The data source keeps changing — you need to update your script regularly.
The machine shuts down — you have to restart tasks manually.
You forget to run it — and the data’s out of date.
A minor bug crashes your transformation step — and your whole pipeline fails.

Now, you’re stuck in a never-ending ETL loop. Every failure, every delay, every update falls back on you. It’s exhausting, and it’s not scalable.

But what if the cloud could run this entire pipeline for you — automatically, reliably, and 24/7?

In our previous tutorials, we explored what cloud computing is, the different service models (IaaS, PaaS, SaaS), deployment models, and cloud providers like AWS. Now, it’s time to put all that theory into practice.

In this tutorial, we’ll begin building a simple data pipeline using Apache Airflow, with tasks for extracting, transforming, and loading data into Amazon S3. This first part focuses entirely on developing and testing the pipeline locally using Docker Compose.

In the second part, we’ll configure the necessary cloud infrastructure on AWS — including an S3 bucket for storage, RDS PostgreSQL for Airflow metadata, IAM roles and security groups for secure access, and an Application Load Balancer to expose the Airflow UI.

The final part of the series walks you through running Airflow in containers on Amazon ECS (Fargate). You’ll learn how to define ECS tasks and services, push your custom Docker image to Amazon ECR, launch background components like the scheduler and triggerer, and deploy a fully functioning Airflow web interface that runs reliably in the cloud.

By the end, you’ll have a production-ready, cloud-hosted Airflow environment that runs your workflows automatically, scales with your workload, and frees you from manual task orchestration.

Why Apache Airflow — and Why Use Docker?

Before we jump into building your first ETL project, let’s clarify what Apache Airflow is and why it’s the right tool for the job.

Apache Airflow is an open-source platform for authoring, scheduling, and monitoring data workflows.

Instead of chaining together standalone scripts or relying on fragile cron jobs, you define your workflows using Python — as a DAG (Directed Acyclic Graph). This structure clearly describes how tasks are connected, in what order they run, and how they handle retries and failures.

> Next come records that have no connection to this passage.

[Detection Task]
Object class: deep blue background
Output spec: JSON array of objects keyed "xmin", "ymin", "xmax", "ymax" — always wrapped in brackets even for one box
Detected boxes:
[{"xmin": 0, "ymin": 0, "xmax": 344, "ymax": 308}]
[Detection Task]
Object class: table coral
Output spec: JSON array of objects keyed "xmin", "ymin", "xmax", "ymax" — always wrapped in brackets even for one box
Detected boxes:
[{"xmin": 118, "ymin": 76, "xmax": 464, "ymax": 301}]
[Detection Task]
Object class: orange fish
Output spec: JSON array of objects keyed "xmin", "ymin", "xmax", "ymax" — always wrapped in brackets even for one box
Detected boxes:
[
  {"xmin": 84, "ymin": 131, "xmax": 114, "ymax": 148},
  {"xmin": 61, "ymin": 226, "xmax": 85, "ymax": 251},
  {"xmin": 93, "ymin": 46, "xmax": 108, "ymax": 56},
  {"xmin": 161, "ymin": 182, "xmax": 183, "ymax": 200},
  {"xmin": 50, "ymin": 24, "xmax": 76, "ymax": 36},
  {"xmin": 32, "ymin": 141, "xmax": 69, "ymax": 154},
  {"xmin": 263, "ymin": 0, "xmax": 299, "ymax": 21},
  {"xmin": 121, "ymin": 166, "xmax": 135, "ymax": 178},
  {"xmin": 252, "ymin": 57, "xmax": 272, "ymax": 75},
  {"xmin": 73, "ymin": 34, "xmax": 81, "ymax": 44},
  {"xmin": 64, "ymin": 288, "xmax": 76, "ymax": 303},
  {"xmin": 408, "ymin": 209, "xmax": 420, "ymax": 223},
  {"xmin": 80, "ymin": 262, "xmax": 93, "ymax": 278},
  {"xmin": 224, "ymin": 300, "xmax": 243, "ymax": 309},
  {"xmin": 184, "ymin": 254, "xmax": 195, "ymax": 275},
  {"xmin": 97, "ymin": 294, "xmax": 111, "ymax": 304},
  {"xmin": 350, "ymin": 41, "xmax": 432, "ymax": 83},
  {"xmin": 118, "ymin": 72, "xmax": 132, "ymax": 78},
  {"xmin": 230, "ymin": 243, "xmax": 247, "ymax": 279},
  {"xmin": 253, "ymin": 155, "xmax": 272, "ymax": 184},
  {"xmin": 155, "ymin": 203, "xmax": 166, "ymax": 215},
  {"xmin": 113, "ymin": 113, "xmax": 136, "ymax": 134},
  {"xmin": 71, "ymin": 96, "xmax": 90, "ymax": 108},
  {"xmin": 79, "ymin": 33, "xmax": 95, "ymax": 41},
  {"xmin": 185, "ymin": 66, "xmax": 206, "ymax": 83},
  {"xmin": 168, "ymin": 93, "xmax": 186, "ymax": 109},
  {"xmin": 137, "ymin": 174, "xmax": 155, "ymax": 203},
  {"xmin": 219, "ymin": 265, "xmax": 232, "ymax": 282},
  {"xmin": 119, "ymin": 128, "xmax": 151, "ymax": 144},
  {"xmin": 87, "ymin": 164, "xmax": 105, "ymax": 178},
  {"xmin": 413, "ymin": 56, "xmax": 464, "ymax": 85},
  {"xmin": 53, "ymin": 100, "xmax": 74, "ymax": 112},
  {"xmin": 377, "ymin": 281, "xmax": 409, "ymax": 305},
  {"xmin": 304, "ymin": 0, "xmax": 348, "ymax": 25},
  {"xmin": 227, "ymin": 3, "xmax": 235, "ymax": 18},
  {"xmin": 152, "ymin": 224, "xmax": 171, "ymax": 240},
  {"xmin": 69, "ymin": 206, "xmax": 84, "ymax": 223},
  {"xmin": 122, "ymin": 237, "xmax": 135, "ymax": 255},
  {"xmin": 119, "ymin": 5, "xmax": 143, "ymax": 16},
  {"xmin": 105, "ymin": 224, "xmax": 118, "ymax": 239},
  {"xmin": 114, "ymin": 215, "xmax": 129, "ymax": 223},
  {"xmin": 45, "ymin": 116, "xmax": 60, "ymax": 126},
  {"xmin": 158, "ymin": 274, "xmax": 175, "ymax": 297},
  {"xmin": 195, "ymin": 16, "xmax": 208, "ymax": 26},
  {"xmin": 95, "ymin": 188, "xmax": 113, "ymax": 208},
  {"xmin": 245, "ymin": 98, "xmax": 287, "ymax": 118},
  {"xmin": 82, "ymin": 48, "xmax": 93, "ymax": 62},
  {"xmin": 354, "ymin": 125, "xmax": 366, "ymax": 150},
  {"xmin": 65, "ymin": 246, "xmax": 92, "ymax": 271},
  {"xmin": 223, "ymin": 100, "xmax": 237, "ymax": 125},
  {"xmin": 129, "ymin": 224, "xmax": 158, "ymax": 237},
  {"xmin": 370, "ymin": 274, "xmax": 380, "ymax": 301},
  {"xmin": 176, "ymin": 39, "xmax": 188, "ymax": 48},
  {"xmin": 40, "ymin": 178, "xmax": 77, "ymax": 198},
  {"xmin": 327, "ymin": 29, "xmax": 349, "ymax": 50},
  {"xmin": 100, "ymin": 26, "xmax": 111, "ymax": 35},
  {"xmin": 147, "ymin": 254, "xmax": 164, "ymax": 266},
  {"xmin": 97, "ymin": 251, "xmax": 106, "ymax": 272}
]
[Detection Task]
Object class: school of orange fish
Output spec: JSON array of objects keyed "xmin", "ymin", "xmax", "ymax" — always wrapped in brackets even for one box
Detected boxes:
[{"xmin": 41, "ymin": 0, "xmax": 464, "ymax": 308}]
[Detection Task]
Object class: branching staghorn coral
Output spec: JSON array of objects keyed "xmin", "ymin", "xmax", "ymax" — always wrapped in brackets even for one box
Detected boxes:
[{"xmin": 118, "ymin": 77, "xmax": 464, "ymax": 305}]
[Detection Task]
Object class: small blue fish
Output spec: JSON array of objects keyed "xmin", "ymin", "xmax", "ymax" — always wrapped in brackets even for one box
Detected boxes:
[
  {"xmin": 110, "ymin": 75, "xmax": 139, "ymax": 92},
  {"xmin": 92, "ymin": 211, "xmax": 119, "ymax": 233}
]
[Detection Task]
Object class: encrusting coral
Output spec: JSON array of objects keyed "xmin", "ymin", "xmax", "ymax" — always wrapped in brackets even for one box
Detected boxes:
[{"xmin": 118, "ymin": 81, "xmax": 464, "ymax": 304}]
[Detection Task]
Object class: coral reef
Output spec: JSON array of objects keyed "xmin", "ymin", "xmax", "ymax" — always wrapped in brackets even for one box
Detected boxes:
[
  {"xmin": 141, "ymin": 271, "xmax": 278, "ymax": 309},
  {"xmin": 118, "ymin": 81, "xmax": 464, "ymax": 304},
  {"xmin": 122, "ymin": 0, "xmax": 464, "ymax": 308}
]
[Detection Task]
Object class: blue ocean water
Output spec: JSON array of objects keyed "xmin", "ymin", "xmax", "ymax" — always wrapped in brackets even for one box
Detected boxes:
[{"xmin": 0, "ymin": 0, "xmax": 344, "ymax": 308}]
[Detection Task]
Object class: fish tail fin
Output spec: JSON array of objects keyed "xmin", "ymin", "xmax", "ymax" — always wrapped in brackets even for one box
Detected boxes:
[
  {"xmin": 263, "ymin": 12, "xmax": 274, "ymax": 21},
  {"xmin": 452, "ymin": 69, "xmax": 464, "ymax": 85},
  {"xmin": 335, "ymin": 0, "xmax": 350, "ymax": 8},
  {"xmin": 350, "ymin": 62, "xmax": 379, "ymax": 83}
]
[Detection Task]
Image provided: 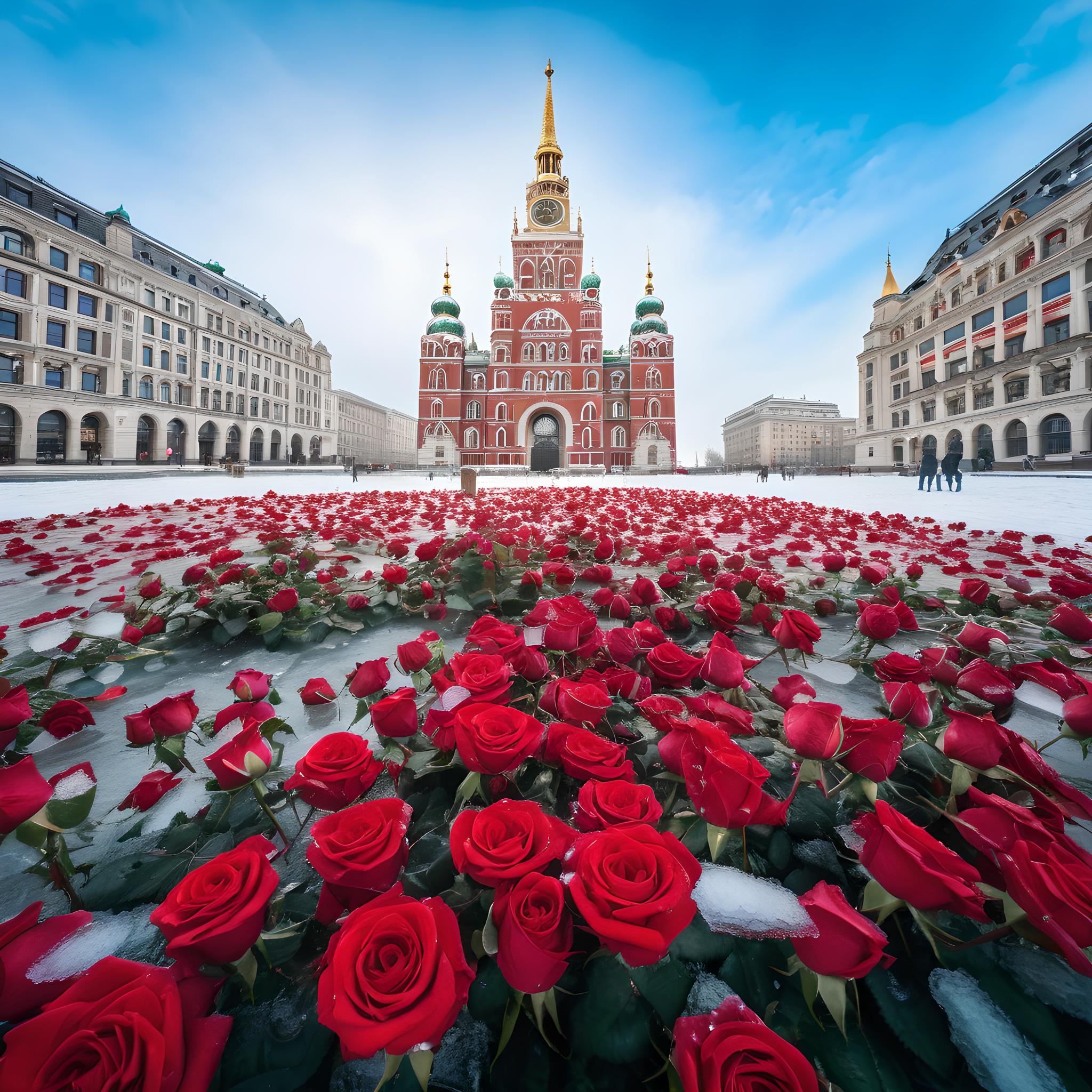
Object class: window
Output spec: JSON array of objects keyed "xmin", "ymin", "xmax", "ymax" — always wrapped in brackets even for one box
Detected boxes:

Airflow provides a centralized way to automate, visualize, and manage complex data pipelines. It tracks every task execution, provides detailed logs and statuses, and offers a powerful web UI to interact with your workflows. Whether you’re scraping data from the web, transforming files, uploading to cloud storage, or triggering downstream systems — Airflow can coordinate all these tasks in a reliable, scalable, and transparent way.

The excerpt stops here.